The residents' shared room.

...but it is the sense of belongingness that concerns me the most. The caregivers may have been doing the same job for years—skilled and knowledgeable, but the fact that they aren’t even related by flesh and by blood to their patients is truly an emotional pain for me. Elderly people don’t just need excellent care of their competent caregivers, but genuine love and care which should and could only be given by their own family. There are twenty-two residents in the ‘home’, two of them in each room but they don’t even know the name of each other, and couldn’t even remember the life story of their roommate. A ‘care home’ is not a home!

Charles' walker...
We were sitting in the lounge when Charles asked Aling Siony to take him to his dad. He said he wants to see his father, and his brother. Aling Siony held the hand of his husband and squeezed it, she blushed and dropped a tear... the truth is—Charles’ dad has passed away many years ago... dementia had possibly made him believe that his dad was still alive.

Charles asked Tony to open the built-in case of his walker; he said that there’s a lemon and a grapefruit inside.
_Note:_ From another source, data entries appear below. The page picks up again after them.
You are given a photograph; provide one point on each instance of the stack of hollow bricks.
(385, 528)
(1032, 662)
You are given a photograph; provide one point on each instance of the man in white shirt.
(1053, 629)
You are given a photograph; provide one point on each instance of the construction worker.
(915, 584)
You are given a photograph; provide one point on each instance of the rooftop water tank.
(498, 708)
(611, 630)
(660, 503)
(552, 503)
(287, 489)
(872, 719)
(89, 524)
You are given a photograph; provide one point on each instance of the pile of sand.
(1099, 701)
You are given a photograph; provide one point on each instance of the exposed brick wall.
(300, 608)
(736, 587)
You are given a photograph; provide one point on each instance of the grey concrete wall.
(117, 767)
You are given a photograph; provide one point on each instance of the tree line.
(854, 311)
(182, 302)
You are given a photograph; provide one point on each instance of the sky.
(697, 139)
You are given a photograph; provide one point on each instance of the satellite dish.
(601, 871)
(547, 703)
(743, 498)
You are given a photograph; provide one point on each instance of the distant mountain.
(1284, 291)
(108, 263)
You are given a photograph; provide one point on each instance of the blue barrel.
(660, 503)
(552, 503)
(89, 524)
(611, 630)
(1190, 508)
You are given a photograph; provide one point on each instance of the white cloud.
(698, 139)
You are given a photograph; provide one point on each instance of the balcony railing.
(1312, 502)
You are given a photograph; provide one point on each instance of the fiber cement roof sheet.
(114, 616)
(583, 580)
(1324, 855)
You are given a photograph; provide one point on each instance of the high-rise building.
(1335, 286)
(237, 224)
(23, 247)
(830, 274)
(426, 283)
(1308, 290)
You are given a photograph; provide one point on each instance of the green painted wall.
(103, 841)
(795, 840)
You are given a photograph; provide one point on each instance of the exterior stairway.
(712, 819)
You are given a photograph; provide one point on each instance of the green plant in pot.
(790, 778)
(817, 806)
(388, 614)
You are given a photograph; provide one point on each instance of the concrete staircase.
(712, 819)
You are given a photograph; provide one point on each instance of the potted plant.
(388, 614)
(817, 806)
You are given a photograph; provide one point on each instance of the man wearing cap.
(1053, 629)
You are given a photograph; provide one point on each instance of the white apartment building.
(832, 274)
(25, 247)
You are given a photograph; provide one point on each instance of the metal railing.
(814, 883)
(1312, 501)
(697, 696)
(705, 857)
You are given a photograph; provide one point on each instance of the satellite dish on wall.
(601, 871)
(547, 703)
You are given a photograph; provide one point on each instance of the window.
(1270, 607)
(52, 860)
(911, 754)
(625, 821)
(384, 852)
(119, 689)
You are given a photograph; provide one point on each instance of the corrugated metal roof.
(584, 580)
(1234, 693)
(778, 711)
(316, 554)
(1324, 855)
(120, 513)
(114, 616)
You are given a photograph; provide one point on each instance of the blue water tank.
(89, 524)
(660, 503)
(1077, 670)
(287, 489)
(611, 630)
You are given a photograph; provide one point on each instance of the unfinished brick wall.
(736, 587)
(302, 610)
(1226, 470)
Tony obeyed, and to my surprise, there were fruits in that box! Charles took the grapefruit, handed it to Aling Siony and said, “This is for you, dear. Take it home.” We soon realized that the fruits have fallen from the tree standing in the backyard of the elderly care centre.

When it was time for us to leave, Aling Siony took the visitors book of her husband so she could sign. The last entry was June 23, 2010—a visit made by herself, Jane and Ella. In the first Sunday of September, Australia will celebrate father’s day. I wish that Charles’ children from his first four once legal wives (but now legally-divorced) will come and say hello to their dad (Aling Siony is the fifth, and the couple hasn’t been blessed with a child).

Charles, Ella (the grapefruit behind her pink backpack), and Aling Siony.

I will be celebrating my fourth birthday in Australia this month. I am definitely getting older and older... in this Land Down Under where the conception and views about elderly care are very different from what we have back home. I have been granted with a permanent resident visa in this country, and with what I have seen in Riverton today, I am reconsidering my plans to achieve the ultimate immigration status down here.

The dining, with the lemon and grapefruit trees outside.

I am looking forward to visit Riverton again, not to see the home for the aged but to explore the town and discover more about the real heart of Gilbert Valley.